Intermediate Nodes

Intermediate nodes

You sometimes find cases where you need to connect more data to a relationship than can be fully captured in the properties. In other words, you want a relationship that connects more than two nodes. Mathematics allows this, with the concept of a hyperedge. This is impossible in Neo4j, but a solution is to create intermediate nodes.

You create intermediate nodes when you need to:

  • Connect more than two nodes in a single context.

    • Hyperedges (n-ary relationships)

  • Relate something to a relationship.

  • Share data in the graph between entities.

These three use cases are used to make the graphs relationships more meaningful and sharable between nodes.

Example: Need for intermediate nodes

Here is an example instance model:

IntermediateNodesBefore

Here we have the WORKS_AT hyperedge that has the from and to properties, but we need to associate the role with this period of work. In Neo4j, there is no way to create a relationship that connects a relationship to a third node. Neo4j relationships can only connect two nodes.
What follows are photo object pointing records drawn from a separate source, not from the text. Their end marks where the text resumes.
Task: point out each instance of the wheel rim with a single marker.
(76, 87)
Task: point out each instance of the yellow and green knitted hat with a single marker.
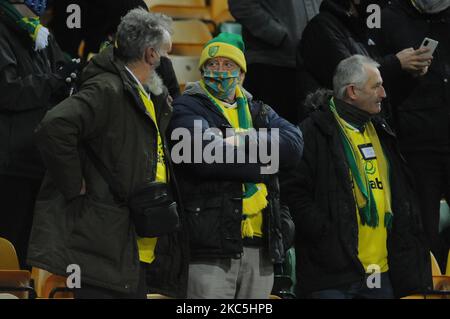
(227, 45)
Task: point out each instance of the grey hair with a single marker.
(351, 70)
(139, 30)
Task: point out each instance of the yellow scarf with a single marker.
(363, 193)
(146, 246)
(255, 201)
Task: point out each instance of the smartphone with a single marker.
(430, 44)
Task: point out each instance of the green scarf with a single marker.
(37, 32)
(366, 203)
(254, 196)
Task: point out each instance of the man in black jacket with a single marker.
(31, 81)
(271, 31)
(100, 19)
(231, 197)
(82, 215)
(421, 105)
(339, 31)
(358, 226)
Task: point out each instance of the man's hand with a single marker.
(69, 71)
(415, 62)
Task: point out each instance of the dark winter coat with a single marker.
(421, 105)
(273, 28)
(28, 88)
(332, 36)
(212, 193)
(92, 230)
(320, 196)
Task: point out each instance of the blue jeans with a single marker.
(359, 290)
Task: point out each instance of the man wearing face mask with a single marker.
(237, 229)
(422, 105)
(33, 71)
(100, 146)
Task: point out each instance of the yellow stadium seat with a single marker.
(55, 287)
(189, 37)
(447, 271)
(39, 277)
(17, 283)
(8, 256)
(435, 269)
(158, 296)
(181, 9)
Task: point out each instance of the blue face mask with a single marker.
(221, 84)
(37, 6)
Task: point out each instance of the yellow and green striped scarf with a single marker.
(32, 25)
(254, 195)
(364, 197)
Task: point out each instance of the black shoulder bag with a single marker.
(152, 207)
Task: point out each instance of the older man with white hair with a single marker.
(358, 225)
(102, 147)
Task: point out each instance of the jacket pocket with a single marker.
(100, 231)
(203, 217)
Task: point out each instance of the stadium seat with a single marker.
(157, 296)
(16, 283)
(55, 287)
(181, 9)
(8, 256)
(189, 37)
(231, 27)
(447, 271)
(186, 69)
(435, 269)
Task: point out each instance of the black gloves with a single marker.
(69, 71)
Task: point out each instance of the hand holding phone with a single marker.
(429, 44)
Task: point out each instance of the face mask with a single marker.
(432, 6)
(37, 6)
(221, 84)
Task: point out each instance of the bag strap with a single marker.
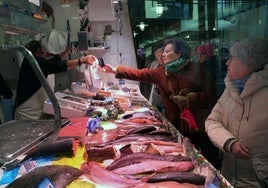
(170, 87)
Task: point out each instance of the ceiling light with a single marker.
(160, 9)
(142, 26)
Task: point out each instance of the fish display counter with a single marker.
(121, 141)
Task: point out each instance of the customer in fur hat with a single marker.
(238, 123)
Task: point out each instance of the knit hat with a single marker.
(207, 49)
(252, 52)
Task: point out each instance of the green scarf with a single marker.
(175, 66)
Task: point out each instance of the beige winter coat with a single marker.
(245, 118)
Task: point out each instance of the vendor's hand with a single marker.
(240, 151)
(182, 101)
(108, 69)
(184, 91)
(89, 59)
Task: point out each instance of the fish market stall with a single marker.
(117, 140)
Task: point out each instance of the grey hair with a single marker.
(252, 52)
(180, 46)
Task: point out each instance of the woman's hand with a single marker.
(108, 69)
(240, 151)
(182, 101)
(89, 59)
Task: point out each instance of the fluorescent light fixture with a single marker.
(142, 26)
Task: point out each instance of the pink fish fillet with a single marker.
(100, 176)
(155, 166)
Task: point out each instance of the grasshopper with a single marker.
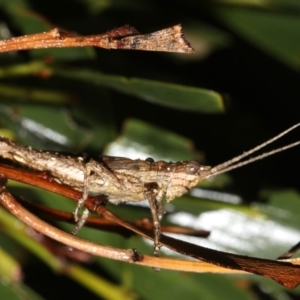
(126, 180)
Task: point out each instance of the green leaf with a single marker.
(166, 94)
(141, 140)
(16, 291)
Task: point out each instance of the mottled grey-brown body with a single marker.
(121, 179)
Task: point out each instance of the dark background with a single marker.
(261, 93)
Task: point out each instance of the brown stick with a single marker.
(126, 37)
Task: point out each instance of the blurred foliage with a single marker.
(240, 88)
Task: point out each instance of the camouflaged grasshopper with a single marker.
(126, 180)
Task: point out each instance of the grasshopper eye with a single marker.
(192, 167)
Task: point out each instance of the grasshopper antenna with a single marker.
(230, 164)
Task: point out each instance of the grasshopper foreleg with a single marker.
(85, 192)
(157, 211)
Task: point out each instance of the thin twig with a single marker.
(114, 253)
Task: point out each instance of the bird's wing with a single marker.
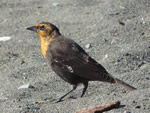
(71, 57)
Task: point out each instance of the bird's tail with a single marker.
(120, 82)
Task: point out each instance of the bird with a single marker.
(70, 61)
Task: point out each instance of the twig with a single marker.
(101, 108)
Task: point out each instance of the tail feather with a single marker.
(120, 82)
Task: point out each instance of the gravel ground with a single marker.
(118, 32)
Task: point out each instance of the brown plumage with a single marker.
(69, 61)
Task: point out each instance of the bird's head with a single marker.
(45, 29)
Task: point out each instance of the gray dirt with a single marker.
(119, 34)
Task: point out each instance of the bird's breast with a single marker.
(44, 46)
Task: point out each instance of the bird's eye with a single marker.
(42, 27)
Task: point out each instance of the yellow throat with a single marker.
(44, 44)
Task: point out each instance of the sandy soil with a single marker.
(118, 31)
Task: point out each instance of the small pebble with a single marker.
(26, 86)
(126, 112)
(55, 4)
(138, 107)
(88, 46)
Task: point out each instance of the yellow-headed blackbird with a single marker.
(69, 61)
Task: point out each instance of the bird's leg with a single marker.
(84, 89)
(60, 99)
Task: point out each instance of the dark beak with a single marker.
(33, 28)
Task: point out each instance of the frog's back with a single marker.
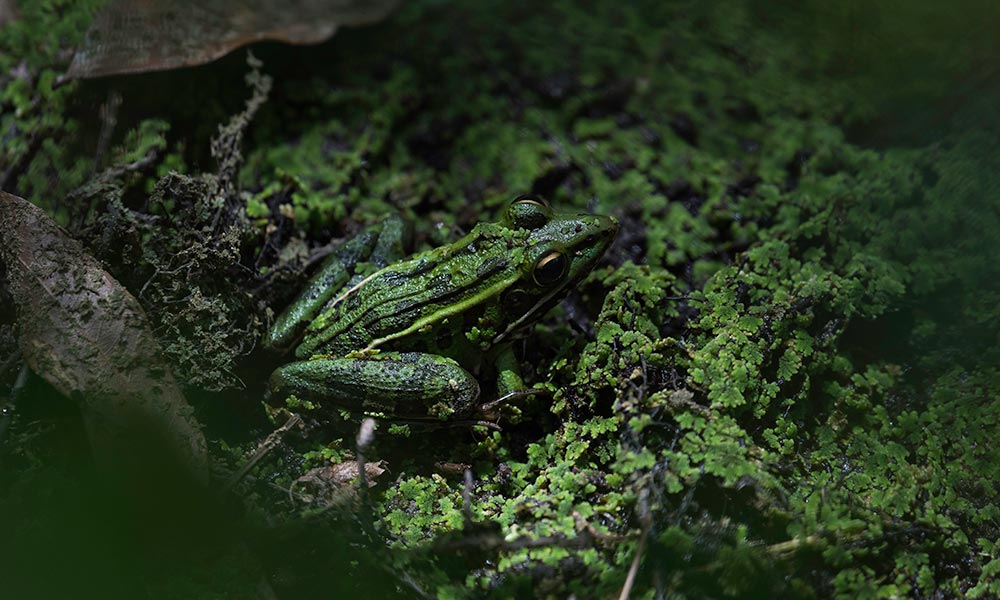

Adding an intermediate node to the model

IntermediateNodesAfter

The solution is to replace the hyperedge with a connection point node. Since nodes are connection points, you simply create a node in the middle of the hyperedge.

In this example, we replace the WORKS_AT hyperedge with an Employment intermediate node. This provides a connection point that allows us to connect any amount of information to Mary’s term of employment at Acme. In addition, Person nodes can have a shared Role or Company, and allow us to very easily trace either the full details of a single person’s career, or the overlap between different individuals.

Example: Intermediate nodes for sharing data

In many cases relationships can share data which enables your graph to contain less duplicate data.

Here is what the graph looks like before we refactor it:

Sharing data before

Intermediate nodes also allow you to deduplicate information. We mentioned a similar principle when we discussed fanout where splitting a property onto its own node allows you to reference it via a relationship instead of a repeated property.

Sharing data after

In this case, the Email intermediate node spares us having to repeat the email content on every single relationship.

Intermediate nodes for the movie graph?

Here is our current instance model for the movie graph we have been working with:

Current instance model

In looking at the data, we can see that if we were able to perform further analysis of the roles property of the ACTED_IN relationships, we would be able to answer questions about how the same role is used in multiple movies. Furthermore, we might want to analyze how different roles interact with each other, even across different movies.

Check your understanding

Refactoring with Intermediate nodes

Why do you refactor to create intermediate nodes?

  • ❏ Reduce the number of relationships in the graph.

  • ✓ Connect more than two nodes in a single context.

  • ✓ Share data in the graph.

  • ✓ Relate something to a relationship.

Hint

These three reasons are used to make the graphs relationships more meaningful and sharable between nodes.

Solution

Creating intermediate nodes allows for two or more nodes to connect in a single context, for example, a User may rate a movie via the company’s website or mobile app.

That information can also be shared, allowing you to query through an element that used to be siloed within a relationship.

Extracting a relationship into a node is also referred to as relating something to a relationship.

This, however, will not reduce the number of relationships in the graph. The size of the graph will only get bigger.

Summary

In this lesson, you learned why intermediate nodes help to better define how data is connected in the graph and help to share data. In the next challenge, you perform a refactoring that adds an intermediate Role node.